Here’s the problem. The mats float on the surface and effectively block out all light from the water column. This means that important coastal plants like seagrasses can no longer photosynthesize and produce oxygen. When the mats start to shade themselves and decompose, the combination of reduced photosynthesis and bacterial activity cause oxygen levels to plummet. When there is no oxygen left in the water, we call it anoxia. At this point, fish swim to the surface to gulp for air or they leave the system entirely. Sedentary animals like clams can’t leave the estuary, so they are forced to hold their breath or die — which unfortunately many do. The water becomes milky white and devoid of anything other than decomposing matter and bacteria.

This is what I saw when I happened to drive out to the Wheatley River estuary in late July. I observed the same thing for the first time almost seven years ago to the day in that exact same location. In 2018, 25 P.E.I. estuaries went anoxic. This is a systemic problem that requires long-term, forward-thinking solutions. Nitrogen builds up in our groundwater and it takes time to flush out. That means there is no fast fix, and clearly what we’ve been trying isn’t working.

This is a well understood problem and the science couldn’t be more clear. It’s been studied by UPEI, the Department of Fisheries and Oceans, Agriculture and Agri-Food Canada and the P.E.I. Department of Environment. It has been the focus of intense academic research in the region, guided by the Northumberland Strait Environmental Monitoring Partnership. We know that more than 90 per cent of the nitrogen entering the Northumberland Strait comes from P.E.I. We also know that the majority of this comes from potato agriculture specifically. There isn’t a knowledge gap, there is an action gap. We need to ask ourselves and our governments why that is.

Many farmers on P.E.I. are already following best management practices and taking action to protect their watersheds.

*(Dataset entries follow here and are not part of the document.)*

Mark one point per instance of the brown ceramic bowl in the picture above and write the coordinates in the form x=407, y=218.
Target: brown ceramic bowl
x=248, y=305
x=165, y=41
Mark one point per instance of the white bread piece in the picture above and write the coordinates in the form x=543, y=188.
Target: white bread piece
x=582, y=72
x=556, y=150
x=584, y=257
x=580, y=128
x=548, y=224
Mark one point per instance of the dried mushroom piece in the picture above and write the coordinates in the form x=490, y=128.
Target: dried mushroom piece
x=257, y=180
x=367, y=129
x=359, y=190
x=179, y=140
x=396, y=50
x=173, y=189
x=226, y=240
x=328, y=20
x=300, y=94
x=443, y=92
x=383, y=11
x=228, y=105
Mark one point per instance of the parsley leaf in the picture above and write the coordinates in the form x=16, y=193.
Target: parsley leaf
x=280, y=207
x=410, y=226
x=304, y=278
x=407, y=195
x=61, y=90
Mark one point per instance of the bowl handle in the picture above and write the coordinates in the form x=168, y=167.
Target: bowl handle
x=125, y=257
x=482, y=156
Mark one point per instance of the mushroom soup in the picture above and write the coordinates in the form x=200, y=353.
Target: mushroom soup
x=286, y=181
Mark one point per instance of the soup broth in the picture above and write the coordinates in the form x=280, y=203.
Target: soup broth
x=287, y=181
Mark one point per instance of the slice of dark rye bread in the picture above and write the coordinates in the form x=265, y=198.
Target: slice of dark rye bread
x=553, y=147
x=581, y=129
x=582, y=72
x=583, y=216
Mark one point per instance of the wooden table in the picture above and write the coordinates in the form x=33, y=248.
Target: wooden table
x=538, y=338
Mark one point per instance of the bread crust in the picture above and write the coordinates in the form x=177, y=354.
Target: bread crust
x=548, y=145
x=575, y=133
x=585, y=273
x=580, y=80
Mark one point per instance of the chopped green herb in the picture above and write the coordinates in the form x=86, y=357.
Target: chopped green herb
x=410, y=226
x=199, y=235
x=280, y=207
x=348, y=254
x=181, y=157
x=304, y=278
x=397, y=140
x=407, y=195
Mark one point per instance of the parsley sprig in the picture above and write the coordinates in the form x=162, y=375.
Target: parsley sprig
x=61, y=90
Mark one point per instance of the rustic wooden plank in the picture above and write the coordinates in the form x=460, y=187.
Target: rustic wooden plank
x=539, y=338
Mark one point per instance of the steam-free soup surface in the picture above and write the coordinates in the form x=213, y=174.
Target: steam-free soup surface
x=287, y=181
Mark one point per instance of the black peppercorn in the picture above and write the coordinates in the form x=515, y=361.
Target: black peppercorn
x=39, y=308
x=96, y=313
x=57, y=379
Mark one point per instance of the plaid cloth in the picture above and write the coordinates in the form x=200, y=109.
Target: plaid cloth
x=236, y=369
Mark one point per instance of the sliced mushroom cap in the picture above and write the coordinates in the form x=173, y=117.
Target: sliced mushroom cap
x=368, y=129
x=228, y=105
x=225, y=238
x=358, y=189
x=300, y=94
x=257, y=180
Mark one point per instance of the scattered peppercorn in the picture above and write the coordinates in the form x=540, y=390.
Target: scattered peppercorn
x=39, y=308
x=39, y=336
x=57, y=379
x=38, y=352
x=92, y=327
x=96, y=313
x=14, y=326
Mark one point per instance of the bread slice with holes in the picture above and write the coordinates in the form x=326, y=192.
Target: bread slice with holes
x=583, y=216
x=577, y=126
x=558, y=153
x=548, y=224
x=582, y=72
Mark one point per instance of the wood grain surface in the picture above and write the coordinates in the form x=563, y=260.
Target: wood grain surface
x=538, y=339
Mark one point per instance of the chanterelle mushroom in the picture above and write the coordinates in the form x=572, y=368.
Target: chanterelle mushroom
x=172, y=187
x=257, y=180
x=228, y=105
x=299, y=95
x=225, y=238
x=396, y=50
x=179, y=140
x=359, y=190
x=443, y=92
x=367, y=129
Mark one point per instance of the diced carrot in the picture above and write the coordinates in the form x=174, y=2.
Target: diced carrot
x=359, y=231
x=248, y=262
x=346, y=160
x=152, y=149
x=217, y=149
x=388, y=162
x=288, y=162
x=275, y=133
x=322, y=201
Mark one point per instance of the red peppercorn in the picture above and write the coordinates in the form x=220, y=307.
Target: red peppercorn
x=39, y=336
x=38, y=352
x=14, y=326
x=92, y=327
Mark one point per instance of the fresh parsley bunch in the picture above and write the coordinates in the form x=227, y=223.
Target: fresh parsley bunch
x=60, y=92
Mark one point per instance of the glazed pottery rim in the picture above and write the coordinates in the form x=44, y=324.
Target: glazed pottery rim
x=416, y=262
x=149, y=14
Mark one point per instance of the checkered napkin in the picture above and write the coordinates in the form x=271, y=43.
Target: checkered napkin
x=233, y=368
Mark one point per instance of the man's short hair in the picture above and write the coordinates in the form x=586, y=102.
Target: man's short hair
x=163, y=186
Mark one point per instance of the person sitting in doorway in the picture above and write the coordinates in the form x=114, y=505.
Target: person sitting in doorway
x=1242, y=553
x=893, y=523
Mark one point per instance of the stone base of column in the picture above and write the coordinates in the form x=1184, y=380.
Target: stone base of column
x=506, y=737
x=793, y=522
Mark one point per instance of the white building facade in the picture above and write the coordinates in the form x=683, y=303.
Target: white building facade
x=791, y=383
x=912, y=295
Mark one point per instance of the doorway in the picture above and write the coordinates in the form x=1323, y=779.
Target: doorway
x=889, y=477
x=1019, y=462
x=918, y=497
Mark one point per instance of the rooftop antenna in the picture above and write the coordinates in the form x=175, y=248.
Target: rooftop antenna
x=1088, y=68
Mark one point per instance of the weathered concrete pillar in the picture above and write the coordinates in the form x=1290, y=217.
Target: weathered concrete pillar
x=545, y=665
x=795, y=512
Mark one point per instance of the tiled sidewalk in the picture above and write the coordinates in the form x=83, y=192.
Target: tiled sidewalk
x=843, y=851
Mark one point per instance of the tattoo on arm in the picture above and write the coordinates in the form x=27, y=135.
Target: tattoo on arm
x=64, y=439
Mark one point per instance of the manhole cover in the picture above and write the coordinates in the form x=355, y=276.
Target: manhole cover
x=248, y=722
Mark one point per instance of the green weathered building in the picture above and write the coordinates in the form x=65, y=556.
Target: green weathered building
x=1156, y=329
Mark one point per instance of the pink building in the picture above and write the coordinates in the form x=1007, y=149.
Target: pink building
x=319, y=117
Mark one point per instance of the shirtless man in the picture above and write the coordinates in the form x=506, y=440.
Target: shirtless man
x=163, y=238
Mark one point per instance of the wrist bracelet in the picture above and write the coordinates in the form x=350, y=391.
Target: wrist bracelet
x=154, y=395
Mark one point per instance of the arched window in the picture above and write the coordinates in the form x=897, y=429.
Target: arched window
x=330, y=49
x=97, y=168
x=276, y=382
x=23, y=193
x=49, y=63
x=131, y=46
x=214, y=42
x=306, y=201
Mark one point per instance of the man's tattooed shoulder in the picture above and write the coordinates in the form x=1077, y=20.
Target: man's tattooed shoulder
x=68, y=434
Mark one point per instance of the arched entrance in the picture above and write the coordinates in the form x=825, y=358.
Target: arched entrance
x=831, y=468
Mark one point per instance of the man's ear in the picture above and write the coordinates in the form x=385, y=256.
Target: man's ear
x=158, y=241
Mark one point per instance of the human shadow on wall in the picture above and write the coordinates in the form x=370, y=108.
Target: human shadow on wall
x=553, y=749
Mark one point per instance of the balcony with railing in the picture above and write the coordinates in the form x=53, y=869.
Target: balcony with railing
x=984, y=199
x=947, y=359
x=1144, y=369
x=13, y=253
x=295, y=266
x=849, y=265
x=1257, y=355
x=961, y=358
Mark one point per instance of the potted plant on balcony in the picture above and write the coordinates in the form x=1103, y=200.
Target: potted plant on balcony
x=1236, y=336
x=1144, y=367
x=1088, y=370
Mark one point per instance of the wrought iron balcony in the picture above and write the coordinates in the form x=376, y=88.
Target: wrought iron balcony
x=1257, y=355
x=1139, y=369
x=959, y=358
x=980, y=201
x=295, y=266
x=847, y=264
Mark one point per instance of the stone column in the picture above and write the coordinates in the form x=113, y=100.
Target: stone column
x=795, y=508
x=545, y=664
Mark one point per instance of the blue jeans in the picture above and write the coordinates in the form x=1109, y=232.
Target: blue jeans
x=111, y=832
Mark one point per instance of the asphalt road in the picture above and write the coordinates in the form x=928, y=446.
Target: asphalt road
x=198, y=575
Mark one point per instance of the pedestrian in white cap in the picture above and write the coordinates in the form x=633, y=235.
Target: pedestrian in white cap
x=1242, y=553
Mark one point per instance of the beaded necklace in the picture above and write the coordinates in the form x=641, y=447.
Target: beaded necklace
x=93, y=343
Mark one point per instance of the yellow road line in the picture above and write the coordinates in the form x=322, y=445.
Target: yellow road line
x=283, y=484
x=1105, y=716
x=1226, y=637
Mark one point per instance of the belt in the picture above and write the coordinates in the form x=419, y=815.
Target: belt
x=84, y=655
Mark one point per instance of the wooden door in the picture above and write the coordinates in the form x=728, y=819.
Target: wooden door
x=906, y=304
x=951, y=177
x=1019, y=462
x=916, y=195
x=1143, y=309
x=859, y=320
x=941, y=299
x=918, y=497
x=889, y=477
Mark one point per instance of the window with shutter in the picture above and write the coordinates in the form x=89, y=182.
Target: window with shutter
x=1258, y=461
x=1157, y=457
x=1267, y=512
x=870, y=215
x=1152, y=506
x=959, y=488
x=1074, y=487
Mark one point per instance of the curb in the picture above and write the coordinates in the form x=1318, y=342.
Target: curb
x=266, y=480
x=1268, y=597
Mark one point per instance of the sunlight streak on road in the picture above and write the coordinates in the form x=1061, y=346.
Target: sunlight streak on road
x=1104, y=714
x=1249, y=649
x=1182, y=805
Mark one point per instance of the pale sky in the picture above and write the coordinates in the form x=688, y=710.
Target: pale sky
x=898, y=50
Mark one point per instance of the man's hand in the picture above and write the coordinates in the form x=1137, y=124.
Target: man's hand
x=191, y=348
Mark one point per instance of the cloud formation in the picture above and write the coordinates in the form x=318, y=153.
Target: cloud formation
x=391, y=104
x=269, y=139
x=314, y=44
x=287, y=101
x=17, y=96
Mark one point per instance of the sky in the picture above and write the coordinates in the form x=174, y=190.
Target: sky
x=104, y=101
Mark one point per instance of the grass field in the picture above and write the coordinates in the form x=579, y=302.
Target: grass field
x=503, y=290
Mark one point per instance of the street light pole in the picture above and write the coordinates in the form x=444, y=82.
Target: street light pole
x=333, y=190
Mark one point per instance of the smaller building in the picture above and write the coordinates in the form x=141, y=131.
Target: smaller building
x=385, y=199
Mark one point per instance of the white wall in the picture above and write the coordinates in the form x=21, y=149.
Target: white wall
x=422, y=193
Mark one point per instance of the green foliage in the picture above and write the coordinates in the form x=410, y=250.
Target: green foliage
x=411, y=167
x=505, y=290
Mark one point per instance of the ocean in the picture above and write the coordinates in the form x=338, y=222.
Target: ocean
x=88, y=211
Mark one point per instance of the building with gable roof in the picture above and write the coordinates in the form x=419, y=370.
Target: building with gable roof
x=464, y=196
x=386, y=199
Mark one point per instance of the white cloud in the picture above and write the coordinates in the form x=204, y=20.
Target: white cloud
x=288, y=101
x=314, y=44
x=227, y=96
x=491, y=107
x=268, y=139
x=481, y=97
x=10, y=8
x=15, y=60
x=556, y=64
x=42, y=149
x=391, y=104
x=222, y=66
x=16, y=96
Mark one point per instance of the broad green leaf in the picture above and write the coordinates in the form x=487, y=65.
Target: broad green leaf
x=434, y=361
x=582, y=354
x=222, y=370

Despite this, many are contractually obligated to meet quotas under an unsustainable industrial agriculture model. Farmers are between a rock and a hard place. To show leadership, we must ensure that we are prioritizing our communities and the ecological integrity of our Island over corporate profit. We need to enforce three-year crop rotations to ensure our soil is healthy and less reliant on fertilizer. There cannot be exemptions. Farmers should be incentivized and compensated fairly to take agricultural land out of production. The ALUS Program currently delivered in P.E.I. is a good example of how this might work, though its scope is too small to achieve meaningful progress. Best management practices to utilize cover crops should be mandated, and the existing regulations around buffer zones need to be enforced vehemently.

This might seem like a problem for biologists, but it’s actually a moral predicament that is as common in politics as hearing ‘Mr. Speaker’ in the legislature.

Do we value the short-term economic profitability of large corporations over long-term sustainability? Do we care more about the needs of stakeholders and lobbyists than we do about our own communities? Our water? Our soil?

These questions are relevant to more than estuaries, but the principles still apply. I hope, for P.E.I.’s sake, that we stop thinking in four-year cycles and choose a responsible path forward.

Jesse Hitchcock holds a master of science (M.Sc.) degree in Environmental Science from UPEI and is the founder of Young Voters of P.E.I.